Does Sing replace a night at a karaoke bar? Not exactly. There’s abandon in setting yourself in the hands of someone else’s system, letting a KJ run the night or letting a private room become your own sweaty, disco-ball-lit party spot. I especially missed a great KJ’s ability to cue up songs, to keep the party bumping, to tweak the mix so you sound better, and to alter pitch or tempo for those who want to bend the song to their will. But if the bugs get ironed out, Sing will almost certainly replace a night of YouTube karaoke at home. It’s simply too amazing to be able to sing essentially any song you want.

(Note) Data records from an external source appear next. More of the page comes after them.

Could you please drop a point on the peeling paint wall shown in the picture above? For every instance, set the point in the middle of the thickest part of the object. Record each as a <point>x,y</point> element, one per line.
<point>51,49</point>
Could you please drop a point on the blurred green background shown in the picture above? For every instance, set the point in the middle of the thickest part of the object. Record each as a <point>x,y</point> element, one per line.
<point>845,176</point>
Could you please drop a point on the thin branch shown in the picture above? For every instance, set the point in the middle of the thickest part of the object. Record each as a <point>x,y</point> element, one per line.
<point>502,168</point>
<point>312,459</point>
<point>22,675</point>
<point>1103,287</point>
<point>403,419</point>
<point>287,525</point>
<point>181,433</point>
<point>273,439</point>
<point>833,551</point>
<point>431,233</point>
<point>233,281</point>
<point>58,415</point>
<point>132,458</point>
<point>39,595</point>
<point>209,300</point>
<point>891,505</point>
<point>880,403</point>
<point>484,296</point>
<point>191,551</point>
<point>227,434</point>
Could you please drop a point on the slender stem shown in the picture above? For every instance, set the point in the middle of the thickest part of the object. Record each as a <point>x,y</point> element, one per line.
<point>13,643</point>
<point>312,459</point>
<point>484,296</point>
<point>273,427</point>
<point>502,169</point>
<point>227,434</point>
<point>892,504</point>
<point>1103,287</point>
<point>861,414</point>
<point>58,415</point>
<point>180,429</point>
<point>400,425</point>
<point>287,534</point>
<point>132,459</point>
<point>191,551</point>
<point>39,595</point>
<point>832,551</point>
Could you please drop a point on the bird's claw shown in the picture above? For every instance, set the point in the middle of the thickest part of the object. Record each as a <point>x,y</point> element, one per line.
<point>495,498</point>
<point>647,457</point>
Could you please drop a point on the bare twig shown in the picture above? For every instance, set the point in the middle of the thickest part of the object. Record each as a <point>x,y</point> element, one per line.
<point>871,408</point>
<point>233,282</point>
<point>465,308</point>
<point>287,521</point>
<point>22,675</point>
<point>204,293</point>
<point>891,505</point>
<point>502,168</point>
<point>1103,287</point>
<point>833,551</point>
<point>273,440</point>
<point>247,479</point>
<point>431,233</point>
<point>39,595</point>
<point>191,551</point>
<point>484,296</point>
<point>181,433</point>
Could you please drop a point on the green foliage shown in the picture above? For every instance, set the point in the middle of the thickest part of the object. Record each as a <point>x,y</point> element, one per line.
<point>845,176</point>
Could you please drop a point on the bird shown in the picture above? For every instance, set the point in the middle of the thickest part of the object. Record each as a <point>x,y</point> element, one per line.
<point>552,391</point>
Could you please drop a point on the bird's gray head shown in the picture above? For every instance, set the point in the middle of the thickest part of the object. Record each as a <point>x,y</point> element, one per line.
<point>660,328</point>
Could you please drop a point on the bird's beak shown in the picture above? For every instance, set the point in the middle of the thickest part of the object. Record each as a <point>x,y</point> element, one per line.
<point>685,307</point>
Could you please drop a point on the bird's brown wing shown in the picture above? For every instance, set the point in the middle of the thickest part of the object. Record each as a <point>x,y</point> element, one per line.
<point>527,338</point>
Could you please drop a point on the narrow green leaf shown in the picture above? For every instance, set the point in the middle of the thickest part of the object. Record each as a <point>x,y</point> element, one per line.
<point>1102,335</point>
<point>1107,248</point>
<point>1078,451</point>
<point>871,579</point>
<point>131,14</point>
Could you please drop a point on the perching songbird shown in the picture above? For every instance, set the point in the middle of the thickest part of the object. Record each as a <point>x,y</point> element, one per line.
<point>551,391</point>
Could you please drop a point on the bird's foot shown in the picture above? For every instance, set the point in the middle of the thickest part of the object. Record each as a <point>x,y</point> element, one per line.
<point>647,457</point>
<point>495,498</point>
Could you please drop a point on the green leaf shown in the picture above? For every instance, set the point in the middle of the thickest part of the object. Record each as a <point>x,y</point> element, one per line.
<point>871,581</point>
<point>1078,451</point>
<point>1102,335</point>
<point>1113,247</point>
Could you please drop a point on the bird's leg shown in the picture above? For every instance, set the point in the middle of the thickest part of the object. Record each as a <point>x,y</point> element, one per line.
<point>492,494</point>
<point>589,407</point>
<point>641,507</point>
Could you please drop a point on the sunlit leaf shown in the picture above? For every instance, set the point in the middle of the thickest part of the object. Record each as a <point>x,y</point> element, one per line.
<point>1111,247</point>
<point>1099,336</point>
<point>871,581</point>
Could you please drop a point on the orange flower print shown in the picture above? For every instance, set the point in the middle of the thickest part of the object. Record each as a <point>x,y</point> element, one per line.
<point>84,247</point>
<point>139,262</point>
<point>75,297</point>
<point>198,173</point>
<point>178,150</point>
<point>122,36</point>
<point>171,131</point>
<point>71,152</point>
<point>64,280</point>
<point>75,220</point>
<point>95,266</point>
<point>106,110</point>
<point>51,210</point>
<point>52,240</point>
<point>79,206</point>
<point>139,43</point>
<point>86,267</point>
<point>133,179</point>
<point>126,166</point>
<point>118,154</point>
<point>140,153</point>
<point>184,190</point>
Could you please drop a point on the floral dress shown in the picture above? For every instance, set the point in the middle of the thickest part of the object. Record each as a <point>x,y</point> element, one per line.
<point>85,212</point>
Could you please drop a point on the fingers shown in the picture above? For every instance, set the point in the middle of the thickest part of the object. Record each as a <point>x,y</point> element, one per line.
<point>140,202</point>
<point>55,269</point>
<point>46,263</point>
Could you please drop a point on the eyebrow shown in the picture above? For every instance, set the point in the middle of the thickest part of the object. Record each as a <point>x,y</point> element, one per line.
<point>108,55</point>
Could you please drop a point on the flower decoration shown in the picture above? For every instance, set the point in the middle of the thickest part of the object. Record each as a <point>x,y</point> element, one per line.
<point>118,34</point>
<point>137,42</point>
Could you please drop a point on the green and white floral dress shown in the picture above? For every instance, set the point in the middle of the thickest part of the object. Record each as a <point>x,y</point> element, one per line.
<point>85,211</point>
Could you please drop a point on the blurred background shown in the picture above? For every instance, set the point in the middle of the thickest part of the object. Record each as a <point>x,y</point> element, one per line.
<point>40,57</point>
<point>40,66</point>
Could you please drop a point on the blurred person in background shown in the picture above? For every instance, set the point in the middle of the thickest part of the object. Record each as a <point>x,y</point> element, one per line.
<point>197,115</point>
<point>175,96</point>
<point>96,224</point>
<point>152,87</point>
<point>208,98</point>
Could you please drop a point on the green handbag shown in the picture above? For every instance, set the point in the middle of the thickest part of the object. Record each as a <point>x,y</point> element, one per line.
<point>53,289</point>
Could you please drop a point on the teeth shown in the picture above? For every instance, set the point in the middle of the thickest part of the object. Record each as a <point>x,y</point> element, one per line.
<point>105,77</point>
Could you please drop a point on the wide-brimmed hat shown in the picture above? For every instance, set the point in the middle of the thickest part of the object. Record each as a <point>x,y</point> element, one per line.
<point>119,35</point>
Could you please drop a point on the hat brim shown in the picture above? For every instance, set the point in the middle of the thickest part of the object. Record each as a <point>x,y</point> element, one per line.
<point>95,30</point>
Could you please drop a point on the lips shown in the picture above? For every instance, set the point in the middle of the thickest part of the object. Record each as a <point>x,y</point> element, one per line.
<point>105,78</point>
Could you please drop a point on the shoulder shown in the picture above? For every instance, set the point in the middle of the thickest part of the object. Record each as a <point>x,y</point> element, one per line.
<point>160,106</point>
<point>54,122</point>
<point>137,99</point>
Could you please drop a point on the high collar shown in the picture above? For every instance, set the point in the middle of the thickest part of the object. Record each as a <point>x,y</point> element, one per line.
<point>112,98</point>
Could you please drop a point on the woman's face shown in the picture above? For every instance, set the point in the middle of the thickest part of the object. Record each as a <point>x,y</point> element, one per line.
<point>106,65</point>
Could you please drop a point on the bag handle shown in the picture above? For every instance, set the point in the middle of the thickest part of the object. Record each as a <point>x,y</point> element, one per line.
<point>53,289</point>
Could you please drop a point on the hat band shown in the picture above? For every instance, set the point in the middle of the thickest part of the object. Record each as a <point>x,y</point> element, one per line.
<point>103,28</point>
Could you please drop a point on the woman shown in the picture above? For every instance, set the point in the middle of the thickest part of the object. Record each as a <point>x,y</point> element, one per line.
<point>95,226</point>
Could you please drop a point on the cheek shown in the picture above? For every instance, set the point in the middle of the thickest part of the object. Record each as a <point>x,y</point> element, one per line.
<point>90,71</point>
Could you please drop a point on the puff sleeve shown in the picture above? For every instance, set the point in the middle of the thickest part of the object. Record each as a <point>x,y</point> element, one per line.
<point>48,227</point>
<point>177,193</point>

The Note I keep on my phone of songs I hope to sing at karaoke night, once only B-level Springsteen hits and Janet Jackson jams, grows exponentially as tune after tune occurs to me: “Punks in the Beerlight”! “Slack Motherfucker”! Tha Alkaholiks! They’re all available.

At our neighborhood karaoke party, it was nearing midnight, and as we wound down, we searched for the perfect final sing-along. It turned out it was R.E.M.’s “Superman”: a song everyone knew, a song no one had ever sung in public, and a song with very, very simple harmonies. Who seized the microphone for this grand finale? Kevin, up from the couch, doing his best Michael Stipe as we all sang our hearts out behind him.